Per la verità anche Anka e i Platters, che ispirarono Dallara che con i suoi Campioni si esibiva al Santa Tecla di Milano, stavano ancora a metà fra il melodico e la canzone moderna, mentre negli States già furoreggiava il rock duro di Little Richard (Lucille), di Jerry Lee Lewis, di Neil Sedaka (I go ape) e di Presley (anche se ‘Elvis the pelvis’, impomatato e imbrillantinato come i ‘giovanotti’ dei primi anni Cinquanta, era più ambiguo, poteva essere scatenato, Tutti frutti, ma anche melodico, Fame and fortune, senza diventare però sdolcinato). Ma per una curiosa inversione dei tempi i Platters e Anka erano arrivati in Italia prima dei rocker veri. Del resto il mondo allora non era così integrato e si potevano creare delle discrasie fra le due sponde dell’Atlantico. Le comunicazioni non erano istantanee come oggi. Fenomeni sociali, non solo musicali ovviamente, che partivano dall’America potevano arrivare da noi anche un paio di anni dopo e oltre. E li si osservava, da lontano, con stupore e anche con un certo timore. Mi ricordo un titolo de La Notte, quotidiano del pomeriggio, di destra, conservatore, ostile a ogni novità, che a proposito del rock si chiedeva, scandalizzato: “Ma può arrivare anche da noi?”. E Milva, ‘la pantera di Goro’, ancora fatta a domestica e non raffinata dalle frequentazioni con Strehler, cantava con sorpresa in Flamenco Rock: “Mi piacerebbe tanto visitar la Spagna/terra di matador e di grandi toreri/ormai anche laggiù nella caliente Spagna/non si ballano più passi doppi o boleri/ora ballano il flamenco rock/ora ballano il flamenco rock”. E ‘rock’ lo pronunciava in un modo stranissimo, gutturale, perché era una parola che suonava nuova. E anche la Spagna, che oggi si raggiunge in aereo con pochi euri, era ancora un posto esotico e lontano.

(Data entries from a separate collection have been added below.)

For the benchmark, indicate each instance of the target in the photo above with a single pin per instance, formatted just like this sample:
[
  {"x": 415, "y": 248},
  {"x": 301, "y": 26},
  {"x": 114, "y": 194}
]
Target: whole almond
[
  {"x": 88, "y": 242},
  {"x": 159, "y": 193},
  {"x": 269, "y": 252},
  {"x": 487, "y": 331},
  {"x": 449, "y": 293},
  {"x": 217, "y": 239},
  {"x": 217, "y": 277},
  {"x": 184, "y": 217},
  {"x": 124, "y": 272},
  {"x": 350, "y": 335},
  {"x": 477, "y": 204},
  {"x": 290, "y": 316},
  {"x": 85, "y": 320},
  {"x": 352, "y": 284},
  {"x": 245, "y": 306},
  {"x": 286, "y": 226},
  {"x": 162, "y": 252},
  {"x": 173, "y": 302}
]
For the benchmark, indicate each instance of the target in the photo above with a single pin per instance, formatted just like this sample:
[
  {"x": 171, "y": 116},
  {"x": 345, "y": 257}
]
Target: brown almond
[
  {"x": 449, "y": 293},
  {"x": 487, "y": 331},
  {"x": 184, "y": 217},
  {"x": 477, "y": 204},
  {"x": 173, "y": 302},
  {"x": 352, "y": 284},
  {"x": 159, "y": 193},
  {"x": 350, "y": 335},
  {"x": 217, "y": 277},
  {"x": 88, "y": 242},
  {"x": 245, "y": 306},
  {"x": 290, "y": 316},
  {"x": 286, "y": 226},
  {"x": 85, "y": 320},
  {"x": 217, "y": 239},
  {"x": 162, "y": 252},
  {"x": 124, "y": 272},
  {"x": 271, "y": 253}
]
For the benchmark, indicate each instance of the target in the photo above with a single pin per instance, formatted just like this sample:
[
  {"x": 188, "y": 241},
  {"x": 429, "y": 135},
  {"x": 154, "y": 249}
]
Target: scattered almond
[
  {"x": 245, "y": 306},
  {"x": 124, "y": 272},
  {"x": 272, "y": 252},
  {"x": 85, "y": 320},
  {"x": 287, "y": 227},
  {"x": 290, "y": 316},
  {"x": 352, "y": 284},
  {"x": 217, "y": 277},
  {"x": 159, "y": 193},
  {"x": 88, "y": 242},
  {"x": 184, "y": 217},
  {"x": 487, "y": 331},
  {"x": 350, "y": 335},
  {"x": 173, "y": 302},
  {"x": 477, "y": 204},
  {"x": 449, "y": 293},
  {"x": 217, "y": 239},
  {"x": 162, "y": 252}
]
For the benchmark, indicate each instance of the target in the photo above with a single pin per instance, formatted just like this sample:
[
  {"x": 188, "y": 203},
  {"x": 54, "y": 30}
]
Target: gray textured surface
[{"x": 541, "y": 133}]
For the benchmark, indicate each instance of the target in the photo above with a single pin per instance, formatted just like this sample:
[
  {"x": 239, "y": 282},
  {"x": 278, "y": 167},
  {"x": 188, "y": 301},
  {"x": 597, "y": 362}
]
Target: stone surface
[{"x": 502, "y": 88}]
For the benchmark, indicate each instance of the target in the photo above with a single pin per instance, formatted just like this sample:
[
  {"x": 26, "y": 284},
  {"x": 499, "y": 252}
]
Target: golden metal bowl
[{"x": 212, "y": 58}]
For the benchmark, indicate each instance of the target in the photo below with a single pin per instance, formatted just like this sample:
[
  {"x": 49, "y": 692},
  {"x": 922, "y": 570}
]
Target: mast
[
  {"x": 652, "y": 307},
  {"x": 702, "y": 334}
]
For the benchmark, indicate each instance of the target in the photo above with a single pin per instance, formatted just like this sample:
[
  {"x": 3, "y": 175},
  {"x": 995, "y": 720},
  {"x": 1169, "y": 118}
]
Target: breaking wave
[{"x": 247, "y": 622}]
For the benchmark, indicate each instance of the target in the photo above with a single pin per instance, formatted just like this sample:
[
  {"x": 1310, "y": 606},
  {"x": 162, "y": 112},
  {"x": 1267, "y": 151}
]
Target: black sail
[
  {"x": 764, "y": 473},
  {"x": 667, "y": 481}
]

Comunque nel 1958 era arrivato anche da noi un oggetto destinato a rivoluzionare la storia della musica leggera: il juke box. Mentre prima era il gestore dei Bagni o delle discoteche, che allora si chiamavano dancing, a mettere la musica cercando di indovinare il gusto dei ragazzi (quello dei Bagni Umberto di Savona, dove andavo io, ed era già un lusso perché la gente di Milano d’estate si bagnava all’Idroscalo, era piuttosto abile e faceva andare Un treno per Yuma e Jezebel di Frankie Laine, un preannuncio di quello che sarebbe venuto dopo) adesso eravamo noi ragazzi a scegliere. E in quell’ estate del 1958 gettonavamo solo, ossessivamente: Come prima, Ti dirò, Diana, Only you. Con grande scandalo delle nostre mamme per gli ‘urli’ di Dallara e più tardi per quelli, quasi scimmieschi, di Richard. Volare non l’ho mai sentita in quella calda estate in cui la musica italiana si stava rinnovando, soprattutto nei ritmi, nel terzinato, nel sincopato. Modugno era un cantante per vecchie zie e per signore da tea room, che non si sarebbero certo scomodate ad alzarsi dalla canasta o dal ramino per mettere 100 lire in quella macchina infernale e urlante che disturbava la loro quiete.
Dallara avrebbe poi vinto il Festival di Sanremo nel 1960 con la sua canzone peggiore, che cantava con Rascel, Romantica, tentando, senza riuscirci, di trasformare quella melassa, con qualche urlo, in qualcosa di potabile. Peraltro da Sanremo non sono mai uscite canzoni memorabili, in fondo in fondo quella che si ricorda ancora è proprio la prima: Grazie dei fior di Nilla Pizzi.